A ONU calcula que em 2007
cerca de 1.500 civis foram mortos em bombardeios, 50% a
mais que no ano anterior.
Quanto às papoulas, matéria-prima da heroína, a área plantada em 2007 foi superior em
57% à de 2006. Ela representa
US$ 3,1 bilhões para a economia afegã, ou praticamente a
metade do PIB (total da riqueza
produzida no país).
Os Estados Unidos estão perdidos num intricado labirinto
desde que, após o 11 de Setembro, comandaram a operação
militar para desalojar o Taleban e enfraquecer a Al Qaeda.
Bombardeando áreas controladas pelo Taleban e destruindo campos de papoulas,
indiretamente estimulam o recrutamento de terroristas.
Nos últimos dois meses,
morrem no Afeganistão mais
militares americanos que no
Iraque. O Taleban sai lucrando
por causa dos acordos que o governo paquistanês fechou com
lideranças tribais na fronteira
com o Afeganistão.
A fronteira, em verdade, é
uma linha geográfica inventada
pelos ocidentais. O Afeganistão
foi criado pelo governo britânico, do qual se tornou independente em 1919. Ao sul ficava a
porção islâmica e ocidental da
Índia, que se separou em 1947 e
se tornou o Paquistão. Mas dos
dois lados da fronteira o que
existe é a etnia pashtun.
A União Soviética invadiu o
Afeganistão (1979-1989) e tentou construir um Estado laico.

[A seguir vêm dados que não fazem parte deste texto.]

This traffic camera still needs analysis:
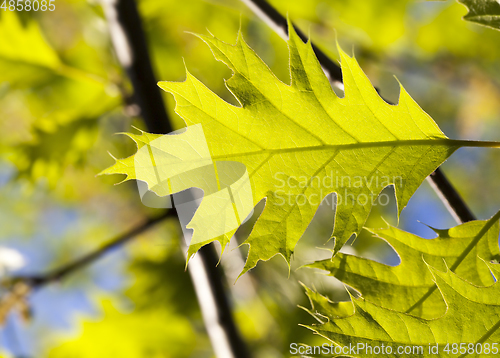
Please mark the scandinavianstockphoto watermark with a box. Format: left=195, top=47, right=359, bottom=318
left=274, top=171, right=403, bottom=208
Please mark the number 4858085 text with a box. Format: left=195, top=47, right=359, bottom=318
left=0, top=0, right=56, bottom=11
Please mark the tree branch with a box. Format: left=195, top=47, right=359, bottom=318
left=241, top=0, right=476, bottom=224
left=104, top=0, right=250, bottom=358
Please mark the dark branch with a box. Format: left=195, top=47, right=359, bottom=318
left=241, top=0, right=476, bottom=224
left=105, top=0, right=250, bottom=358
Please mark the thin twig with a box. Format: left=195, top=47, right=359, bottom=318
left=0, top=210, right=176, bottom=324
left=241, top=0, right=476, bottom=224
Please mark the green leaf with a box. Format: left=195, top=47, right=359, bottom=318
left=103, top=25, right=495, bottom=273
left=0, top=11, right=62, bottom=84
left=306, top=265, right=500, bottom=357
left=459, top=0, right=500, bottom=30
left=306, top=212, right=500, bottom=318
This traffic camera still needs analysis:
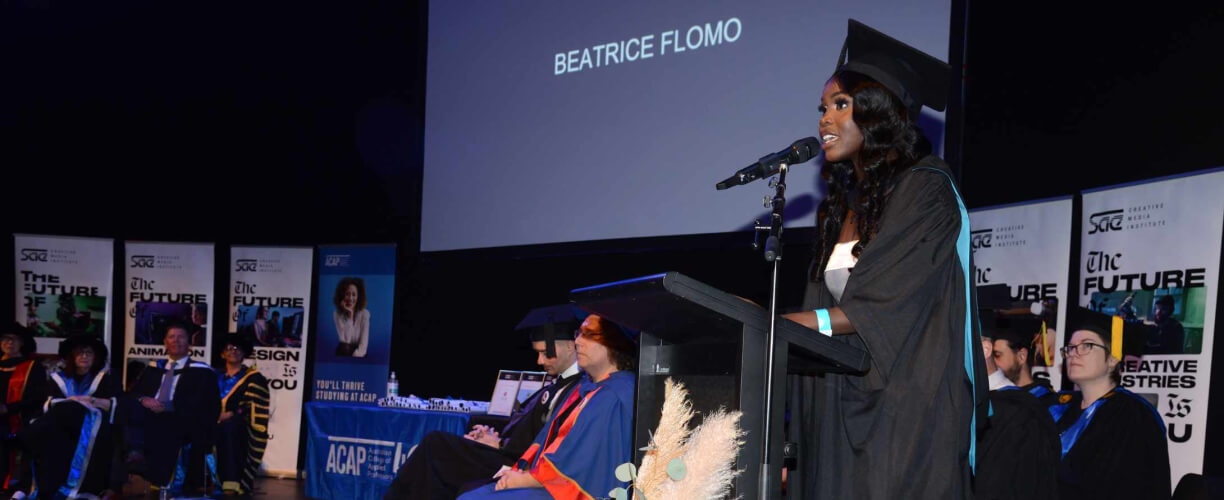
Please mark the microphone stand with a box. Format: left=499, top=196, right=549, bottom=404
left=753, top=163, right=789, bottom=500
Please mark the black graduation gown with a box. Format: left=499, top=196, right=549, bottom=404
left=787, top=156, right=987, bottom=500
left=18, top=370, right=119, bottom=498
left=1058, top=388, right=1171, bottom=500
left=120, top=360, right=220, bottom=489
left=217, top=368, right=271, bottom=494
left=0, top=358, right=47, bottom=491
left=974, top=384, right=1061, bottom=500
left=383, top=373, right=581, bottom=500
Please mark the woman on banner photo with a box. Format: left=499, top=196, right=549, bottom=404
left=332, top=277, right=370, bottom=358
left=787, top=20, right=987, bottom=500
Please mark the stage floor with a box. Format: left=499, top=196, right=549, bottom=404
left=115, top=478, right=306, bottom=500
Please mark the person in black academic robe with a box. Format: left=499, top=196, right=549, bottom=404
left=120, top=324, right=220, bottom=491
left=973, top=328, right=1060, bottom=500
left=0, top=322, right=47, bottom=495
left=1051, top=308, right=1171, bottom=500
left=786, top=20, right=987, bottom=500
left=217, top=335, right=272, bottom=495
left=383, top=305, right=581, bottom=500
left=459, top=315, right=638, bottom=500
left=18, top=335, right=122, bottom=499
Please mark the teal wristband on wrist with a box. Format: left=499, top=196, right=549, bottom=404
left=815, top=309, right=834, bottom=336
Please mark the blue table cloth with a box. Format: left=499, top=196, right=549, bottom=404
left=306, top=402, right=468, bottom=500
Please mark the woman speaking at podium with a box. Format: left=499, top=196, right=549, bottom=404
left=787, top=20, right=987, bottom=499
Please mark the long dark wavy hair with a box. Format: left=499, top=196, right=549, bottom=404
left=812, top=71, right=930, bottom=282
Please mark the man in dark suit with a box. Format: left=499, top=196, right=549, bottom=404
left=122, top=324, right=220, bottom=491
left=383, top=305, right=580, bottom=500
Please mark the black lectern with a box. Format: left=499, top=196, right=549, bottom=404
left=570, top=272, right=870, bottom=500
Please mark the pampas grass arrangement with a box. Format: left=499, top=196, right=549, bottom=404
left=608, top=379, right=744, bottom=500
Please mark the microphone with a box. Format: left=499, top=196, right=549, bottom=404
left=714, top=137, right=820, bottom=191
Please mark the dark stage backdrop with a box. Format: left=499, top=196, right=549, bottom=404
left=0, top=0, right=1224, bottom=475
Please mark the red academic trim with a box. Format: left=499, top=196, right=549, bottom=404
left=531, top=387, right=603, bottom=500
left=4, top=359, right=34, bottom=488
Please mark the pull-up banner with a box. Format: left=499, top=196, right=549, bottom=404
left=1078, top=169, right=1224, bottom=484
left=229, top=246, right=315, bottom=475
left=124, top=241, right=213, bottom=380
left=312, top=245, right=395, bottom=404
left=13, top=234, right=115, bottom=354
left=969, top=196, right=1071, bottom=390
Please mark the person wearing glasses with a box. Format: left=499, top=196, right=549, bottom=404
left=217, top=335, right=271, bottom=495
left=1051, top=309, right=1170, bottom=500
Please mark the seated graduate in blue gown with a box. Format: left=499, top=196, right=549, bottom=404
left=459, top=315, right=638, bottom=500
left=1050, top=309, right=1171, bottom=500
left=17, top=333, right=122, bottom=499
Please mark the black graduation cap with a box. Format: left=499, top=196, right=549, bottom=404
left=514, top=304, right=577, bottom=358
left=977, top=284, right=1011, bottom=339
left=837, top=20, right=952, bottom=113
left=1065, top=308, right=1152, bottom=360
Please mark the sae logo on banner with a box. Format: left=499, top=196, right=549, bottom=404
left=21, top=249, right=49, bottom=262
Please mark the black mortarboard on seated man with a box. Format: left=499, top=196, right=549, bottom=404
left=837, top=20, right=952, bottom=115
left=1064, top=308, right=1152, bottom=360
left=514, top=304, right=577, bottom=358
left=974, top=283, right=1011, bottom=339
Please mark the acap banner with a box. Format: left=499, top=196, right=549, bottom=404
left=124, top=241, right=213, bottom=380
left=312, top=245, right=395, bottom=404
left=969, top=196, right=1071, bottom=390
left=229, top=246, right=315, bottom=475
left=13, top=234, right=115, bottom=354
left=1078, top=169, right=1224, bottom=484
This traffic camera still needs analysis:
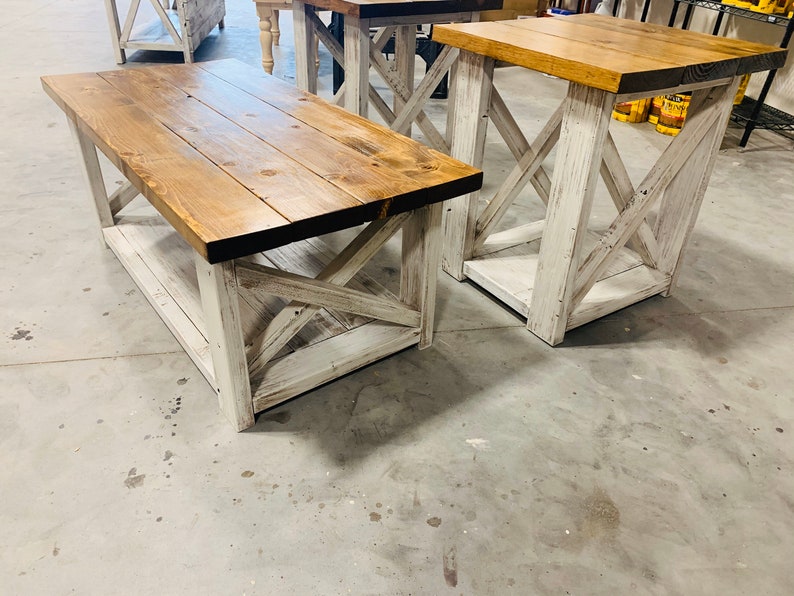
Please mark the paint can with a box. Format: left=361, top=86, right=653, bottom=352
left=656, top=93, right=691, bottom=137
left=648, top=95, right=664, bottom=124
left=612, top=98, right=651, bottom=122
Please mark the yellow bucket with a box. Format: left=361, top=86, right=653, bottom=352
left=656, top=93, right=690, bottom=136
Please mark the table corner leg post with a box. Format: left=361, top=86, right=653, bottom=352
left=654, top=76, right=741, bottom=297
left=527, top=83, right=615, bottom=346
left=292, top=0, right=317, bottom=93
left=442, top=51, right=494, bottom=281
left=338, top=15, right=370, bottom=118
left=256, top=4, right=275, bottom=74
left=400, top=203, right=442, bottom=350
left=195, top=254, right=254, bottom=431
left=69, top=118, right=116, bottom=245
left=393, top=25, right=416, bottom=137
left=105, top=0, right=127, bottom=64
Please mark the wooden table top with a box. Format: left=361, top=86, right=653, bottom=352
left=433, top=14, right=786, bottom=93
left=42, top=60, right=482, bottom=263
left=296, top=0, right=504, bottom=19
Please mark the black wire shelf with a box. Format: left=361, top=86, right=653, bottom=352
left=676, top=0, right=791, bottom=27
left=731, top=96, right=794, bottom=132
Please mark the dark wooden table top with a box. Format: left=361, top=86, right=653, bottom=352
left=42, top=60, right=482, bottom=263
left=433, top=14, right=786, bottom=93
left=290, top=0, right=504, bottom=19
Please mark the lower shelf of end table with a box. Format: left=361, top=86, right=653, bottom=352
left=463, top=231, right=670, bottom=330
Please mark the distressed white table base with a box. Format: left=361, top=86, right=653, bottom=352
left=292, top=0, right=479, bottom=154
left=442, top=52, right=739, bottom=345
left=105, top=0, right=226, bottom=64
left=70, top=121, right=442, bottom=430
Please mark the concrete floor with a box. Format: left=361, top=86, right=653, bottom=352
left=0, top=0, right=794, bottom=595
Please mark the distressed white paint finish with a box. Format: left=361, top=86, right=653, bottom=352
left=392, top=25, right=416, bottom=137
left=104, top=224, right=215, bottom=386
left=571, top=96, right=721, bottom=306
left=292, top=0, right=317, bottom=93
left=474, top=219, right=546, bottom=258
left=527, top=83, right=615, bottom=345
left=474, top=104, right=564, bottom=251
left=400, top=203, right=442, bottom=350
left=441, top=51, right=494, bottom=280
left=344, top=15, right=370, bottom=118
left=249, top=214, right=408, bottom=376
left=108, top=182, right=141, bottom=216
left=490, top=87, right=551, bottom=205
left=656, top=77, right=741, bottom=295
left=195, top=254, right=254, bottom=430
left=252, top=321, right=419, bottom=412
left=237, top=262, right=420, bottom=327
left=601, top=135, right=659, bottom=267
left=67, top=118, right=115, bottom=235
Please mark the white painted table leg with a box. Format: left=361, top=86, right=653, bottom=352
left=400, top=203, right=442, bottom=350
left=393, top=25, right=416, bottom=137
left=68, top=118, right=115, bottom=246
left=527, top=83, right=615, bottom=345
left=655, top=77, right=741, bottom=296
left=256, top=4, right=275, bottom=74
left=292, top=0, right=317, bottom=93
left=345, top=15, right=369, bottom=118
left=442, top=51, right=494, bottom=280
left=195, top=255, right=254, bottom=431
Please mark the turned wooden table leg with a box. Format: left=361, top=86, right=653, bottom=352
left=270, top=9, right=281, bottom=46
left=256, top=4, right=278, bottom=74
left=195, top=255, right=254, bottom=430
left=527, top=83, right=615, bottom=345
left=442, top=52, right=494, bottom=280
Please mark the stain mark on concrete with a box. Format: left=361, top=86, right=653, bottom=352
left=443, top=546, right=458, bottom=588
left=124, top=468, right=146, bottom=488
left=11, top=327, right=33, bottom=341
left=582, top=489, right=620, bottom=538
left=262, top=410, right=292, bottom=424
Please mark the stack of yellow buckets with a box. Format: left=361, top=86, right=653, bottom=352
left=722, top=0, right=794, bottom=18
left=612, top=74, right=748, bottom=136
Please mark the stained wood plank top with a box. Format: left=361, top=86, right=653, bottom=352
left=42, top=60, right=482, bottom=263
left=296, top=0, right=504, bottom=19
left=433, top=14, right=786, bottom=93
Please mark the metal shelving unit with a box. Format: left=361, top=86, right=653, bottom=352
left=664, top=0, right=794, bottom=147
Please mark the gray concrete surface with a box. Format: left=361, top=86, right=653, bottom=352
left=0, top=0, right=794, bottom=595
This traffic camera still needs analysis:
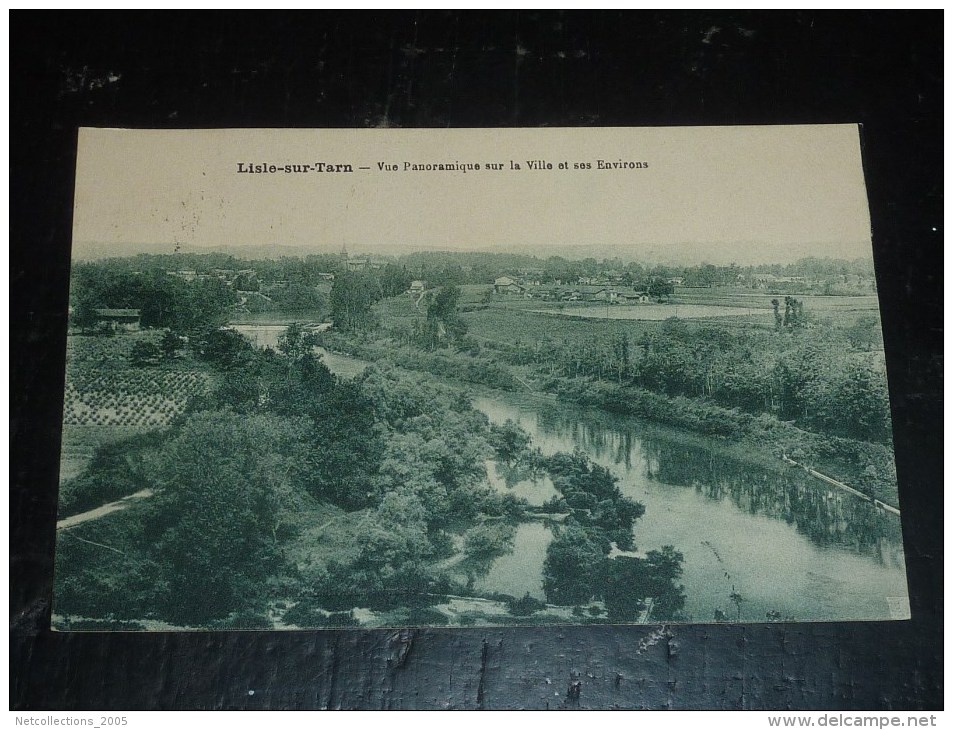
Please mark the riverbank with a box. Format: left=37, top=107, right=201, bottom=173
left=322, top=332, right=898, bottom=506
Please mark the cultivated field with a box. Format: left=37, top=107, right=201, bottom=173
left=60, top=332, right=209, bottom=483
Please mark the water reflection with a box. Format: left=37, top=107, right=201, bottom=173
left=474, top=394, right=909, bottom=621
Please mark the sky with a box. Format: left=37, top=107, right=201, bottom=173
left=73, top=125, right=872, bottom=265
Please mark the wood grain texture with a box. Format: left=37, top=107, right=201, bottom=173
left=10, top=12, right=943, bottom=710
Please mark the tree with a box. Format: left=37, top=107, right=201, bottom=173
left=278, top=322, right=316, bottom=360
left=142, top=412, right=306, bottom=625
left=159, top=331, right=185, bottom=360
left=129, top=340, right=162, bottom=368
left=330, top=271, right=381, bottom=332
left=420, top=286, right=467, bottom=350
left=543, top=524, right=609, bottom=606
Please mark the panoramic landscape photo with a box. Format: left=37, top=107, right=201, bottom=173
left=53, top=246, right=909, bottom=630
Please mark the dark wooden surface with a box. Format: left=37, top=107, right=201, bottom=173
left=10, top=12, right=943, bottom=709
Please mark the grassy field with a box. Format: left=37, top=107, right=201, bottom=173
left=375, top=285, right=879, bottom=344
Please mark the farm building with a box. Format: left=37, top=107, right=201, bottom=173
left=493, top=276, right=526, bottom=294
left=96, top=309, right=140, bottom=332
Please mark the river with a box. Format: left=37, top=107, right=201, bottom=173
left=236, top=327, right=909, bottom=621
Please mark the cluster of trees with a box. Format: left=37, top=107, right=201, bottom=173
left=57, top=327, right=525, bottom=626
left=490, top=316, right=891, bottom=443
left=70, top=259, right=238, bottom=333
left=80, top=251, right=874, bottom=296
left=543, top=453, right=685, bottom=621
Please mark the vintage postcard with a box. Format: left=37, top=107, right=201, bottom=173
left=53, top=125, right=910, bottom=631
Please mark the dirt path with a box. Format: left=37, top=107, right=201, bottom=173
left=56, top=489, right=153, bottom=530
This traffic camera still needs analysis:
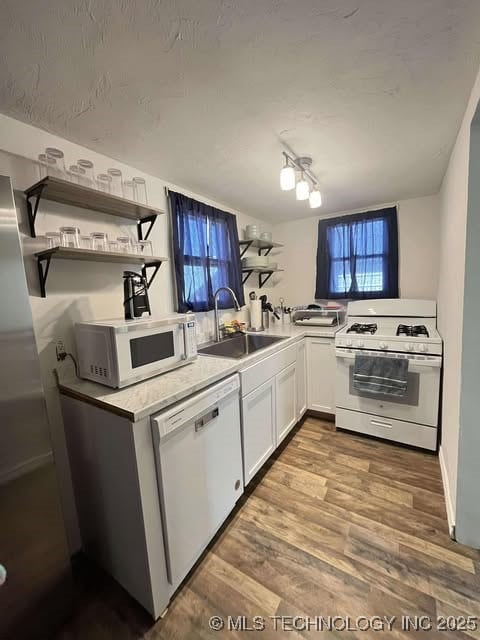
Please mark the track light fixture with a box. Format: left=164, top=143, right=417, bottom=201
left=280, top=151, right=322, bottom=209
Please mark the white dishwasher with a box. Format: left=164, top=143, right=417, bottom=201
left=152, top=375, right=243, bottom=590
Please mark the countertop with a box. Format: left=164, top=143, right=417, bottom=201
left=59, top=322, right=343, bottom=422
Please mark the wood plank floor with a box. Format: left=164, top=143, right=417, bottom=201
left=58, top=418, right=480, bottom=640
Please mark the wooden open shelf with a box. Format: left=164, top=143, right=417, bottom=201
left=239, top=238, right=283, bottom=258
left=25, top=176, right=165, bottom=239
left=35, top=247, right=168, bottom=298
left=242, top=267, right=284, bottom=289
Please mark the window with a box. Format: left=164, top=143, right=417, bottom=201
left=315, top=207, right=398, bottom=299
left=169, top=191, right=245, bottom=313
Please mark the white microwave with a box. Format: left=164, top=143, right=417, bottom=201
left=75, top=314, right=197, bottom=388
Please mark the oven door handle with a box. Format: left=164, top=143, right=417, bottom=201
left=335, top=349, right=442, bottom=370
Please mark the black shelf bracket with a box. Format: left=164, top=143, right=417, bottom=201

Foi derrotada. As estruturas
tribais, arcaicas e misóginas,
sentiam-se tão agredidas quanto se sentem agora com a presença de militares ocidentais.
No mês passado o "Financial
Times" publicou curto ensaio
de Anatol Lieven, especialista
em guerras no King's College
de Londres. Ele acredita que o
sonho da construção da democracia no Afeganistão está morto, e que a melhor coisa que poderia acontecer aos ocidentais
seria finalmente capturar Osama bin Laden, gritar "vitória!" e
deixar rapidamente o país.
O presidente Hamid Karzai,
pró-americano eleito em 2004,
pediu recentemente US$ 50 bilhões para nos próximos anos
construir um país de verdade.
O Afeganistão, que antes do 11
de Setembro recebia US$ 100
milhões ao ano de ajuda externa, recebe hoje US$ 2,5 bilhões.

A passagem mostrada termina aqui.